PayTrust hack
I learned that PayTrust has no easy way to get the old bills downloaded. They are shutting down at the end of 2023. I wrote a script to get all my data.
The Problem
PayTrust was a very cool service that would scan your bills and help you pay them on time. You used to get a CD of all the PDFs at the end of the year. They stopped doing that some years back though.
Intuit bought them some years back. Things like the CD and usability changed. Most vendors have some form of electronic billing and auto-pay that also made it a bit less useful. Guessing the customer base kept shrinking, so finally Intuit decided to shut the doors this year.
That left me with the problem of needing to get the bills that I had no CD for. I contacted PayTrust support to ask for a data dump. They told me to run a report, click on each bill and download them one at a time.
Analysis
I looked at the report. It had hundreds of links for bill download. I found that clicking on the link popped up another window with bill details. That had an iframe with the PDF where you could click to download.
A few hundred links, with multiple clicks… A few clicks to load the file, click download, go to the next link. All made me feel like I needed to automate this.
First approach
I started down the path of just using some simple Go code to scrape the content. The PayTrust web site turns out to be a really old school HTML. Or maybe they do it intentionally, but it is not easy to find things by ID.

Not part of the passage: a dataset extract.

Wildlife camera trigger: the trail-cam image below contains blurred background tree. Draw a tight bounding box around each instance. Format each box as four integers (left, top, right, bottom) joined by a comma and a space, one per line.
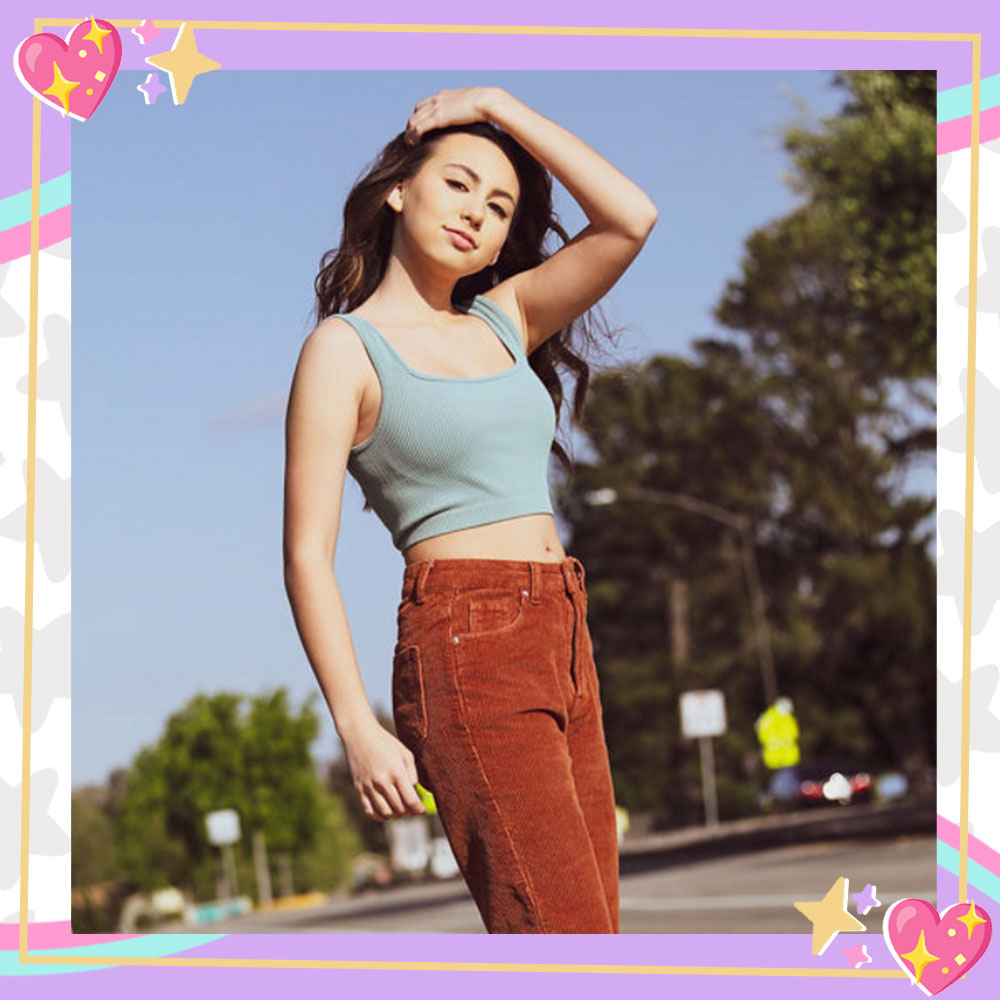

That led me to look for some way to use a browser automation tool. That would let my code look like a person going through the pages.
Playwright for Go
I found a Go library for Playwright, which is a testing framework that interacts with the browser to automate it. It has lots of nice features. For instance it can find things on the page by text, etc. That made me feel like I could do this.
The first stumbling block I ran into was that https://paytrust.com doesn’t work. It used to redirect you to some Intuit page and eventually back to where PayTrust actually lives. I had to try a bunch of times before I discovered that https://login..paytrust.com/3004/ would work reliably.
Once I figured that out, I realized that I had to put in some logic to handle the login flow. The site will push you through a phone verification if you haven’t logged in for a while. They call your phone and you have to type in a code in the browser (before you enter your password). On a subsequent login, you won’t get the phone call page.
Manual steps
I learned that a specific form was displayed on the page when a phone call needed to be made. I added some logic to pause and wait for input there (not super sophisticated, just a prompt in the Go code to say “yes” once you have entered the code). This actually worked pretty well as the form doesn’t exist if the site isn’t asking you for the code, so it can go on to the password input.
I forgot to mention that I use 1password to store all my logins. On first pass of the script, I wrote some code to pull the username and password from there. That code wa written for another task. I didn’t need to reinvent the wheel.
Later I did update the flags on the script so that somebody could use it without 1password (or with 1password and different vault and tags).
I got the login working pretty flawlessly. The next step was to walk through all the clicks to get to the report links I needed. Tediously, I had to restart every time I missed a step. And I was also learning out to make playwright behave as if it was capable of doing things serially.
Logged In
Immediately after login, I would see this popup. The notice asks me to assign it to a biller. Sadly though, the notice doesn’t actually exist. I added some logic to just close it.
I had to step through all the clicks to get to the reports, choose the right report, and traverse all the “bill download” links to get the PDFs.
Click flow
The steps ended up being something like this
- Look for the notification window, and click the close button if there was one.
- Click the to activate the reports tab
- Find for the spending reports link and click it
- Wait for the reports options to become visible and click to make the options visible.
- Get the options and find the one that had the right title. Then click that to load the report.
- Wait for the totals label to display in the report (this was because when I first started I wasn’t getting all the links in the report).
- Find all the links that have the bill download icon.
- Loop through all those links and get the payee name on (part of the same row where the bill icon lives).
- Check if we processed the payee already, and if so go to the next link.
- Click the link from the bill icon (this pops up a new window with bill details).
- Once the popup was there, find the options for bill dates, to loop through them (turns out the popup has all the bills for the payee).
- Select each bill in turn, find the iframe that gets loaded, and use that URL to download the bill.
Gotchas and flaws
The URL for the bill turns out to be different depending on the payee and where PayTrust decided to store them, AND includes a token that lets you download the item. I spent a bit too long trying to figure out how to get Playwright to tell the browser to download the PDF until I realized I could just do a simple HTTP GET and write to the file.
It also turned out that some of the download links brought me to a “Bill not available” page, I think for anything that was more than a couple years old. So it turned out I really only had two years worth of bills that I could get.
Conclusion
Ultimately this was a great learning experience on how to interact with CDP via Playwright, and probably was a wash in terms of effort to get the files I was after (since there was a lot of learning and considerable start and stop on getting it to finally flow end to end, and there were fewer bills I would have had to download).